I love oxtails, IMHO this is one of the best parts of the beef and it so underrated, if people just know the amount of flavour you get on this cut, as well as its amazing texture then I guess everyone would start buying it. Like beef skirt and beef shanks, while they are not as tender as a rib eye they do taste as amazing if not better, it just takes a bit of technique in preparing them to get the most out of it.
I had posted several oxtail recipes already like the Slowly Braised Oxtails, Oxtail Ragu, Asian Style Braised Ox Tail, Pho Bo with Oxtail and Tendons, Jamaican Oxtail Stew, Oxtail Borscht Soup, Kare Kare and Copycat Alley Restaurant Oxtail Soup, all of them are on the top of my favourite list. You can never go wrong with it, stew, soup, pasta, noodles or rice there just simply amazing.

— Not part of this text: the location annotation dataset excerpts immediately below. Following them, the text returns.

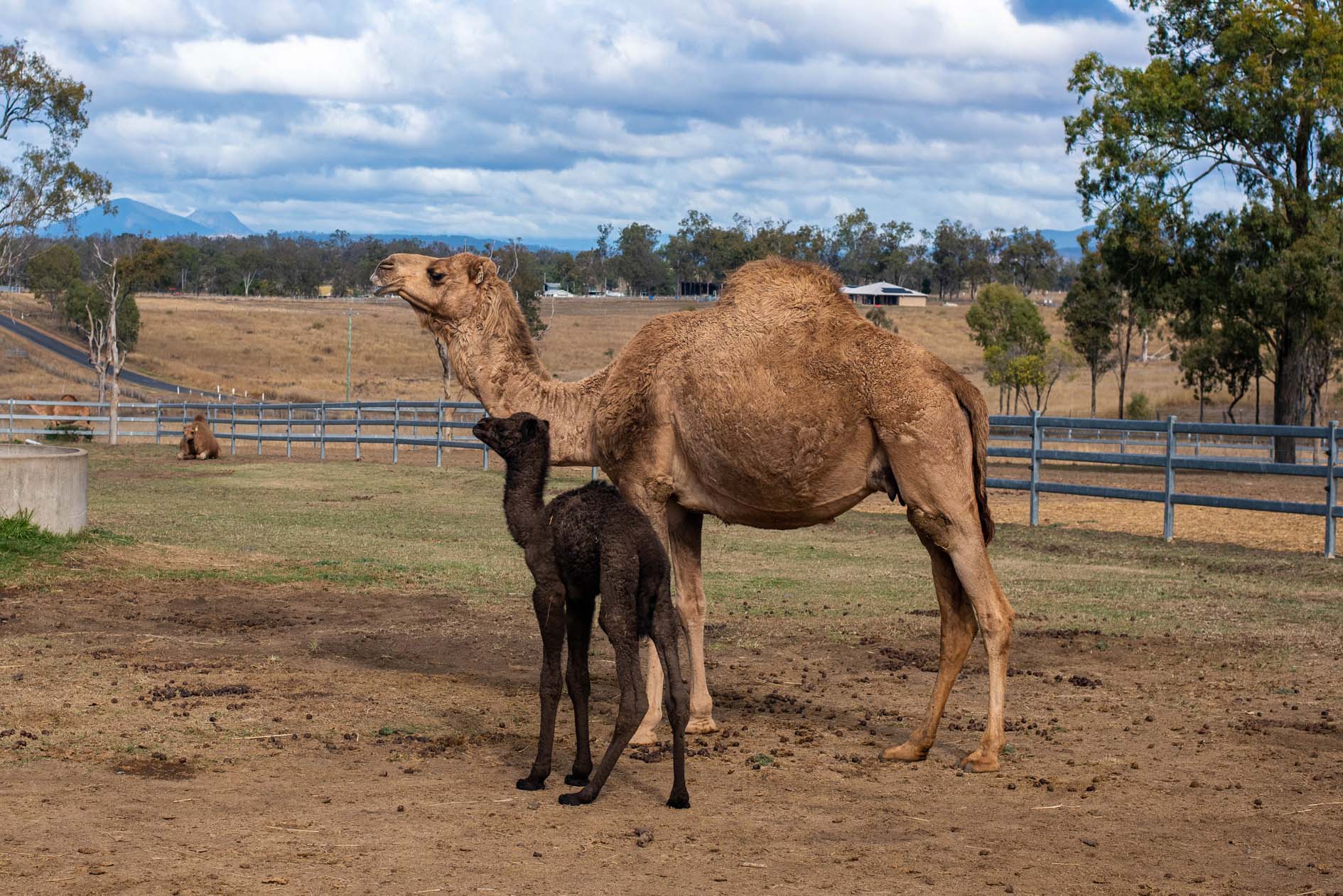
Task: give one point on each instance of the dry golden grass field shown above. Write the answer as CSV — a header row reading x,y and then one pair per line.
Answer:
x,y
296,348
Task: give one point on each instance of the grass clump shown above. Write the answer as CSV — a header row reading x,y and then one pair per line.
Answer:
x,y
23,543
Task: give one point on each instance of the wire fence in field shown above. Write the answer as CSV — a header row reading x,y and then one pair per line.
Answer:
x,y
1166,446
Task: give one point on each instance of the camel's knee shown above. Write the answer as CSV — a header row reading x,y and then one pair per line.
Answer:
x,y
691,608
934,526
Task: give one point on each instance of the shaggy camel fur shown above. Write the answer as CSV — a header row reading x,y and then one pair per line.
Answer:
x,y
586,541
198,441
777,407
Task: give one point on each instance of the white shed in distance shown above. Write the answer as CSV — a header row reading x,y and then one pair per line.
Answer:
x,y
884,293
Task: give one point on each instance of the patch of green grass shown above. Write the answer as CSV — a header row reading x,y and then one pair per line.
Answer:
x,y
441,531
386,731
24,544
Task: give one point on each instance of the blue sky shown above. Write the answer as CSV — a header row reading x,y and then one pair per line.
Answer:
x,y
546,119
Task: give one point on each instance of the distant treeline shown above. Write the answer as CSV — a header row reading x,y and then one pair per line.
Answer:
x,y
949,259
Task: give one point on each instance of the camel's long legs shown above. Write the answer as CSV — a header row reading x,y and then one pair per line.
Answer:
x,y
549,605
958,632
621,629
581,687
996,615
683,535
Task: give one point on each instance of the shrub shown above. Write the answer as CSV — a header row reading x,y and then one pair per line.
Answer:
x,y
1139,407
879,318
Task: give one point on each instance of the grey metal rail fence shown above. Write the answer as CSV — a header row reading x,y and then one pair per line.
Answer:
x,y
1166,445
397,423
1172,460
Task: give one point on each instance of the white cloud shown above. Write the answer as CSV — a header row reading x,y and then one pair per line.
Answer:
x,y
531,119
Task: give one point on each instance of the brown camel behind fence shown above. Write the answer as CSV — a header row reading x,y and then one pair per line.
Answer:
x,y
777,407
62,416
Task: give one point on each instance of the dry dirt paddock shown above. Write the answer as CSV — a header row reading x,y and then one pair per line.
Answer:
x,y
301,677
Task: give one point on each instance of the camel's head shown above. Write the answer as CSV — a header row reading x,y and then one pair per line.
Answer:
x,y
443,289
514,437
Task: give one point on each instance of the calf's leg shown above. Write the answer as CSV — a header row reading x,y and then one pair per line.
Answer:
x,y
549,614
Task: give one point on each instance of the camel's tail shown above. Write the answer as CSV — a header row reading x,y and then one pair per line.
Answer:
x,y
976,414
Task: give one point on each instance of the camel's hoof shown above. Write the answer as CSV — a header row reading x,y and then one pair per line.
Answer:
x,y
976,763
904,752
644,738
701,725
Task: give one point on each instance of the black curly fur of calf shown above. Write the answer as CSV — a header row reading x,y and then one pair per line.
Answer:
x,y
586,541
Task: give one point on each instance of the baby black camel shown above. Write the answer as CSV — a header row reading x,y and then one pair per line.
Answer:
x,y
586,541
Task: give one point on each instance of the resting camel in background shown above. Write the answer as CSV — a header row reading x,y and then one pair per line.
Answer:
x,y
60,416
778,407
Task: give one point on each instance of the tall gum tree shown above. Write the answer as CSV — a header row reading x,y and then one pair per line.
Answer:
x,y
1249,87
42,119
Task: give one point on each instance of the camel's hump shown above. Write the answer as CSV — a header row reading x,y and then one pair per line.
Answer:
x,y
780,284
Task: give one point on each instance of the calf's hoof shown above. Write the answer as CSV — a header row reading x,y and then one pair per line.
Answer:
x,y
645,738
979,762
573,799
904,752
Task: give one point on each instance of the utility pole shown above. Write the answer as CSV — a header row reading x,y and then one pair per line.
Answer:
x,y
350,344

Today we will making some curry out of it giving it even more flavour, where the spices imparts some good flavour to that tender beef muscle at the same time the collagen melting in that rich curry sauce giving it a nice meaty flavour and thickness to the sauce, all you need is nice basmati rice and a good naan to suck up all that curry sauce,
A very simple dish where we prepare it with simply sautéing a Madras style spice and slowly cooking the oxtail in coconut milk resulting in a fork tender goodness that you should try.
- Generously season oxtails with salt and freshly ground black pepper
- In a heavy pot add some ghee then brown oxtails on all sides, once browned remove oxtails then set aside.
- Add onions and sauté until they turn soft.
- Add garlic, ginger and curry leaves then sauté for a minute
- Add Madras curry paste, oxtails, beef stock and 1 can of coconut milk. Bring to a boil then simmer in low heat for 2 hours.
- Add potatoes and simmer again for 15 minutes.
- Add remaining coconut milk, put heat on high then bring to a boil then simmer for 5 more minutes.
- Add the sugar then season with freshly ground black pepper and salt.
- Serve with freshly cooked jasmine rice.